Let us define a RelationalData object for the Adult dataset, with a reduced number of columns, for simplicity. All the needed classes can be found in the aindo.rdml.relational module.

import pandas as pd
from aindo.rdml.relational import Column, Table, Schema, RelationalData
dfs = {'adult': pd.read_csv(...)}
schema = Schema(
adult=Table(
age=Column.INTEGER,
workclass=Column.CATEGORICAL,
fnlwgt=Column.INTEGER,
education=Column.TEXT,
)
)
data = RelationalData(data=dfs, schema=schema)
print(data)
Terminal window
[Out]:
Schema:
adult:Table
Primary key: None
Feature columns:
age:<Column.INTEGER: 'Integer'>
workclass:<Column.CATEGORICAL: 'Categorical'>
fnlwgt:<Column.INTEGER: 'Integer'>
education:<Column.TEXT: 'Text'>
Foreign keys:

Note that in the above example the categorical column education has been declared as a Column.TEXT just for the sake of showing an example of how a text column is treated in aindo.rdml. More correctly, we should have declared it as a Column.CATEGORICAL.

An example with a more complex, multi-table data structure can be found in the Relational module section.

Train / test data splitting (optional)

The RelationalData class offers a utility function to split the data into train, test and possibly validation sets, while respecting the consistency of the relational data structure.
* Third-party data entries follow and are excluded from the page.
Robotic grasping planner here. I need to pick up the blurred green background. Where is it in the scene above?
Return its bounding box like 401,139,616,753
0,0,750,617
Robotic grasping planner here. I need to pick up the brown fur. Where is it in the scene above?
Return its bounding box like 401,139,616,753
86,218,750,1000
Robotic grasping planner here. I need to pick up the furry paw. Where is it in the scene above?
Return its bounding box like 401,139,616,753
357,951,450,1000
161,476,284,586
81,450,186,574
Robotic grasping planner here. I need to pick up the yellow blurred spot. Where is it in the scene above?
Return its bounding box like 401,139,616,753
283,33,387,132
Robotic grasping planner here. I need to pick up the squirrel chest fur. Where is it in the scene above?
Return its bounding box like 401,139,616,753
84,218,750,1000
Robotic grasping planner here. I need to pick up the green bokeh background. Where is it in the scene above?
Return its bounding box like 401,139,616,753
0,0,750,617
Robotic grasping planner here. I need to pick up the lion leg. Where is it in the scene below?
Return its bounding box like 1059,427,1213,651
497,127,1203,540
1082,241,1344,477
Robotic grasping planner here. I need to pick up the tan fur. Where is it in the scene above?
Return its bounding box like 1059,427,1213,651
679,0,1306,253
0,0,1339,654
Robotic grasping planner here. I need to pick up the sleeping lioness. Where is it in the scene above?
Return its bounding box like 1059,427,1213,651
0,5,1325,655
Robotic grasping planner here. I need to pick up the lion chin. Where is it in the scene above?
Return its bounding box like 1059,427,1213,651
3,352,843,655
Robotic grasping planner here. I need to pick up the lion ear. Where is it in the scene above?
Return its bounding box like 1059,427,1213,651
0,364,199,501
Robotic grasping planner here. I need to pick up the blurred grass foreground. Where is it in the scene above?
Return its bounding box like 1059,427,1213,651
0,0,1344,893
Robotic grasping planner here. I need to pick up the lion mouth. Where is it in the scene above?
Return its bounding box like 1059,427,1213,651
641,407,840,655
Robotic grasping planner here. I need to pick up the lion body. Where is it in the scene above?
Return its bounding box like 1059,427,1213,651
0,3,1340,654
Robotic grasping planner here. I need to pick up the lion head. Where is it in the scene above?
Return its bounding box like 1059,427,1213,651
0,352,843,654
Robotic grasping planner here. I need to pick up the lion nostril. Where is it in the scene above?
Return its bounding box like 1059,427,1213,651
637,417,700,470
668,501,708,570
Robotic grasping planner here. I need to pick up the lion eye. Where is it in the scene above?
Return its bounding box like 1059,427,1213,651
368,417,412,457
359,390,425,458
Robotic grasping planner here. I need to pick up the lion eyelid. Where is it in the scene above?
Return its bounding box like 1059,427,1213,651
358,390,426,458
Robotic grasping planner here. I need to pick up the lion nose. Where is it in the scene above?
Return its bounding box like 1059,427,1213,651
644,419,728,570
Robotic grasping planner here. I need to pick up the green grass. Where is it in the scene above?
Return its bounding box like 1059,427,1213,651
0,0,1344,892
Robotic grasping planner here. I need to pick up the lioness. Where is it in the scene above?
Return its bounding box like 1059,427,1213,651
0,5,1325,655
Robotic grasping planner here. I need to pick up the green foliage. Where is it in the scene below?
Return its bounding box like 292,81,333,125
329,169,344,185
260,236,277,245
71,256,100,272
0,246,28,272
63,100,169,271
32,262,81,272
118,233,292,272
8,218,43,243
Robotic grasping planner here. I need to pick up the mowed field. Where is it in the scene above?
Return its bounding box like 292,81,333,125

from aindo.rdml.relational import RelationalData
data = RelationalData(data=..., schema=...)
data_train_valid, data_test = data.split(ratio=0.1)
data_train, data_valid = data_train_valid.split(ratio=0.1)

Data preprocessing

Data preprocessing involves transforming data columns before feeding them into the model. Preprocessing is performed through a TabularPreproc object, which can be found in the aindo.rdml.synth module. TabularPreproc objects can be built with the TabularPreproc.from_schema method, which will build a default preprocessor based on the column types found in the provided Schema. After the instantiation, a TabularPreproc object needs to be fitted on a RelationalData object.

from aindo.rdml.relational import RelationalData
from aindo.rdml.synth import TabularPreproc
data = RelationalData(data=..., schema=...)
preproc = TabularPreproc.from_schema(schema=data.schema)
preproc.fit(data=data)

The preprocessing phase may also include additional operations to reduce the risk of privacy leaks, i.e. the risk of revealing personally identifiable information or sensitive data that was present in the original data. While the generative model does not copy individual data records, it could still potentially expose information if it generates data points containing rare categories or outlier numerical values.

To reduce this risk, it is possible to define a custom preprocessing of the columns through the argument preprocessors. This argument is expected to be a dictionary where the keys are the names of the tables, and the values are dictionaries containing ColumnPreproc objects for each column within the respective table. Instances of the ColumnPreproc class allow users to define custom preprocessing operations for individual columns.

For instance, to prevent the model from generating age “35” during data synthesis one would proceed as follows:

from aindo.rdml.relational import RelationalData
from aindo.rdml.synth import ColumnPreproc, TabularPreproc
data = RelationalData(data=..., schema=...)
preproc = TabularPreproc.from_schema(
schema=data.schema,
preprocessors={'adult': {'age': ColumnPreproc(non_sample_values=[35])}},
)
preproc.fit(data=data)

The preprocessing of text columns is managed by TextPreproc objects, one for each table containing text. Since in our example we already built a TabularPreproc, we can start from it to build the TextPreproc, using the TextPreproc.from_tabular method and providing also the name of the table to consider.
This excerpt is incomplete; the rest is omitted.